In Kennedy v Cordia (Services) LLP  UKSC 6, the Supreme Court had to consider a Scottish appeal arising out of a personal injury claim made by a home carer against her employer Cordia (Services) LLP following an injury to her wrist when she slipped on a snow covered footpath on the way to a home visit. An issue arose as to whether a witness who gave evidence about health and safety requirements, risk assessments and the availability of ‘add-ons’ (material that employers could provide to employees to add to their footwear to help prevent slips) was an expert witness.
The Supreme Court set out four general matters which fell to be addressed in the use of expert evidence in civil cases: (i) the admissibility of such evidence (ii) the responsibility of a party’s legal team to make sure the expert keeps to his or her role of giving the court useful information (iii) the court’s policing of the performance of the expert’s duties and (iv) economy in litigation.
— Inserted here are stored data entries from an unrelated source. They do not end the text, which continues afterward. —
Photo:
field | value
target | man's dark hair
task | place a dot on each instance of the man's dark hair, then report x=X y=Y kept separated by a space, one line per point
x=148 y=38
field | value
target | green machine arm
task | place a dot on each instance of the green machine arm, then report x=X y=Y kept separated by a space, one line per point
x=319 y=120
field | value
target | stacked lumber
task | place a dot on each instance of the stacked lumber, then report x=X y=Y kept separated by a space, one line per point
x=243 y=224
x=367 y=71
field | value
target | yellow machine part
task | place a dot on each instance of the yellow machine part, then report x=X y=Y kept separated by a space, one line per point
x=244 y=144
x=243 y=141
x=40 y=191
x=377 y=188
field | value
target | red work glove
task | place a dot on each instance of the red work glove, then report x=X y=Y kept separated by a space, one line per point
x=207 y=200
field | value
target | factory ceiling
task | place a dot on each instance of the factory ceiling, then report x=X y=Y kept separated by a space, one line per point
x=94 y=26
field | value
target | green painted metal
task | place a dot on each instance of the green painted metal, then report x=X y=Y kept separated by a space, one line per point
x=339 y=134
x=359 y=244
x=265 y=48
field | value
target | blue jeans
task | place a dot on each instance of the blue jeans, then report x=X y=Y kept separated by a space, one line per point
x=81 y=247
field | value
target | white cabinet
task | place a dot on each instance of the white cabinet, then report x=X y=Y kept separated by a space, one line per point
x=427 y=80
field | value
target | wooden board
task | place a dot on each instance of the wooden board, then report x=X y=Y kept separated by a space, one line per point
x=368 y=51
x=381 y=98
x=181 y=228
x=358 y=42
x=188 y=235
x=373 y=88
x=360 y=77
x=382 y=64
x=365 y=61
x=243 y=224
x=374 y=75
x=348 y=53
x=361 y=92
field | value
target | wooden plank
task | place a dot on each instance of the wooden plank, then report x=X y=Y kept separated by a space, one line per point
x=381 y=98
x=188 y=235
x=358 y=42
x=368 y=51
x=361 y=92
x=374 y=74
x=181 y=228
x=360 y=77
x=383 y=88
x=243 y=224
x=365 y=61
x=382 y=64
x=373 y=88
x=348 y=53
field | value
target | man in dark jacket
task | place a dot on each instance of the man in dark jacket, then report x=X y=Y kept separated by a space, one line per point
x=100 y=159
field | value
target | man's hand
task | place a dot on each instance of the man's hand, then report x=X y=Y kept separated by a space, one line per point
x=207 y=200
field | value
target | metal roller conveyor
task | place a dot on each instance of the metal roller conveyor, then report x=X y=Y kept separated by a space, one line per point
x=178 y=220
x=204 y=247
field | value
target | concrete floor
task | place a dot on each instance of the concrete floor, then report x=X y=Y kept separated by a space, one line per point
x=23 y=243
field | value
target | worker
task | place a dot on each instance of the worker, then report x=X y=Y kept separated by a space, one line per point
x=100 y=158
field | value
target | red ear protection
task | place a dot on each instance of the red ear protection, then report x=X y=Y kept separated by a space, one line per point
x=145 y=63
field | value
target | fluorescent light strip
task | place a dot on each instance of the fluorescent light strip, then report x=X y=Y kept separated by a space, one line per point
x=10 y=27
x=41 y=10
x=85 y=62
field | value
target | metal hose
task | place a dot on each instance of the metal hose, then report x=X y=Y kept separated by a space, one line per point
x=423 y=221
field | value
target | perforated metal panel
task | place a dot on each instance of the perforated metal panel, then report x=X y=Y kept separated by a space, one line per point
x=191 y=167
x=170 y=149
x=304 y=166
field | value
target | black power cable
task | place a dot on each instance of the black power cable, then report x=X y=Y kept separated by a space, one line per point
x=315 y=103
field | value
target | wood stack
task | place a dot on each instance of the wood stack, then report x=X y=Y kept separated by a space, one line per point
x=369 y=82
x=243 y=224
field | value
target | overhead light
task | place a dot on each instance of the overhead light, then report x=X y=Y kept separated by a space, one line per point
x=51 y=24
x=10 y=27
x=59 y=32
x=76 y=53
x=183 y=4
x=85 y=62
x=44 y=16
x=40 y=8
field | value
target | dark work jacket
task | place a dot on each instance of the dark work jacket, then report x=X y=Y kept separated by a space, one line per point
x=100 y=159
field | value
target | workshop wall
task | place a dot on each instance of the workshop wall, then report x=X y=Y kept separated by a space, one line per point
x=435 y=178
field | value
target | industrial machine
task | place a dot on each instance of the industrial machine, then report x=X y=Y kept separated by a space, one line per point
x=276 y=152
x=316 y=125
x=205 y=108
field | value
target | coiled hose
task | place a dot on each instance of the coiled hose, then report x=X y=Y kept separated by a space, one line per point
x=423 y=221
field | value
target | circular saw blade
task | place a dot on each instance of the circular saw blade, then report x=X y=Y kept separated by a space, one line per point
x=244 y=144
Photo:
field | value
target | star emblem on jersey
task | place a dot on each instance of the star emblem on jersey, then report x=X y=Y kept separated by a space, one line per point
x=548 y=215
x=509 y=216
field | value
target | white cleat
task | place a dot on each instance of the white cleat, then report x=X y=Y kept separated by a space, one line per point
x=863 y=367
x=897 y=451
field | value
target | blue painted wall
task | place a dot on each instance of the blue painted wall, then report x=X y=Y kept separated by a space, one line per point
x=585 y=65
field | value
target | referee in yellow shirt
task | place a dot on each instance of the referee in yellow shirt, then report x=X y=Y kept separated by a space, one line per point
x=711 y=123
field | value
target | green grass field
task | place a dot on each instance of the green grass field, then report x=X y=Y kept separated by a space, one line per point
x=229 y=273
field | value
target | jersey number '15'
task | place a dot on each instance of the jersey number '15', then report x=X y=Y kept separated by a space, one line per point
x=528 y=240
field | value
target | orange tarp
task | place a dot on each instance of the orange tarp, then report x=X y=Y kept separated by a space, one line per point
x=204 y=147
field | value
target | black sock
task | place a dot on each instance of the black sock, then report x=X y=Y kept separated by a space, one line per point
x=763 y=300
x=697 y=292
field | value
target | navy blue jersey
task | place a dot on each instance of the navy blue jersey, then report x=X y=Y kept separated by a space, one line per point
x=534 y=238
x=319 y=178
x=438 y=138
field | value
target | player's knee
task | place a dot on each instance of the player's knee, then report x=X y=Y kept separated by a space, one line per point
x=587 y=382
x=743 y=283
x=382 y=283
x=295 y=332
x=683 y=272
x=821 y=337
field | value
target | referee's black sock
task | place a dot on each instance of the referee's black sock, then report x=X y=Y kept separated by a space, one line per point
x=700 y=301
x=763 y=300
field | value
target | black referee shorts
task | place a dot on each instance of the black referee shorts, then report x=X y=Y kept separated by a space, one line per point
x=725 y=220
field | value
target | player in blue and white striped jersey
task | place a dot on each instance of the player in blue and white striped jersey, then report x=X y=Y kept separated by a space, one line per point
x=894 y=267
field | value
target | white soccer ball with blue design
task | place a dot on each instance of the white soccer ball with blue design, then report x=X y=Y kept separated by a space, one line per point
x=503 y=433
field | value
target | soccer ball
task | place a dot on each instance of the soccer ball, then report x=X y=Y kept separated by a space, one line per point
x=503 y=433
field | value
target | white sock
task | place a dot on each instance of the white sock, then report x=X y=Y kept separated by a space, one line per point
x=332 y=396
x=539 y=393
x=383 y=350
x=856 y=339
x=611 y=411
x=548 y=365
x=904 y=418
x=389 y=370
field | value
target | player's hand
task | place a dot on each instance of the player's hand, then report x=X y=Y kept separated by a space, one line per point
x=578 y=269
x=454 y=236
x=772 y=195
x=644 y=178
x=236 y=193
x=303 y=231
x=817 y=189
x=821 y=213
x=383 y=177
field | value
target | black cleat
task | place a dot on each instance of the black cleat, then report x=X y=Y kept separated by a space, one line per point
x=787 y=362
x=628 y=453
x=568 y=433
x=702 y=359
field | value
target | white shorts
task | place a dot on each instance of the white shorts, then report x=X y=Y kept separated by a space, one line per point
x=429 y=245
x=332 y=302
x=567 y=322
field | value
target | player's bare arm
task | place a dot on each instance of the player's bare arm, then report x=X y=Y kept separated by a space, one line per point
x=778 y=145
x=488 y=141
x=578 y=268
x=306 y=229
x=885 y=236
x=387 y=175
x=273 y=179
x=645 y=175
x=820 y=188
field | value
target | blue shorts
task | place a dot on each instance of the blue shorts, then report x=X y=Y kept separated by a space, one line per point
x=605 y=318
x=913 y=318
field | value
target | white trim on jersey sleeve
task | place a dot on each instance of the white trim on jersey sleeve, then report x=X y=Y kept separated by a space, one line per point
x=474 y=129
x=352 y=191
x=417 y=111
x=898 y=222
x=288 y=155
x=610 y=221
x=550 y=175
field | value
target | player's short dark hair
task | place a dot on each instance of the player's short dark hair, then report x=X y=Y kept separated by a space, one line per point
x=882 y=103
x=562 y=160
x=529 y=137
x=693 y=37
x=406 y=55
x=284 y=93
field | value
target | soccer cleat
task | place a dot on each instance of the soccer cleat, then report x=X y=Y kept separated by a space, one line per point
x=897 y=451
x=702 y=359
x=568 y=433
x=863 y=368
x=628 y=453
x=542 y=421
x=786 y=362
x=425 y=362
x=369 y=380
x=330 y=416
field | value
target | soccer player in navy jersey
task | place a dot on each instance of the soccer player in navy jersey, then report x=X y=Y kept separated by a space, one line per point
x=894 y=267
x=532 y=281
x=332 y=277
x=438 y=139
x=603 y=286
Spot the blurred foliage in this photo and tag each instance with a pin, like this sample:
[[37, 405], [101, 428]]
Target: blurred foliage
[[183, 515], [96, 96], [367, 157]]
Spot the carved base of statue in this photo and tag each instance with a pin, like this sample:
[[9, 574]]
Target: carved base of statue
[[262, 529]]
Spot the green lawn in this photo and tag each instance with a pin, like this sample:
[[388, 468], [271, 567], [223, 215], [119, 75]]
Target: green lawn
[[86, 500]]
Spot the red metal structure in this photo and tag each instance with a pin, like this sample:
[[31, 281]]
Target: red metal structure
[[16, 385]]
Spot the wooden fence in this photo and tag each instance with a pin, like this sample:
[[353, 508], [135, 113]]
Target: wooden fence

The question of admissibility was held to turn on four considerations: (i) whether the proposed expert evidence would assist the court in its task; (ii) whether the witness has the necessary knowledge and experience; (iii) whether the witness is impartial in his or her presentation and assessment of the evidence; and (iv) whether there is a reliable body of knowledge or experience to underpin the expert’s evidence.
Despite being a Scottish case about employers’ liability, this appeal is of use more generally across the UK as a guide to expert witness evidence in civil proceedings (including, of course, COP cases and adult incapacity cases) and contains a helpful review of case law relevant to the four considerations on admissibility. One quote stands out as particularly apt when considering expert reports on capacity: “As with judicial or other opinions, what carries weight is the reasoning, not the conclusion” (Lord Prosser in Dingley v Chief Constable, Strathclyde Police 1998 SC 548, 604).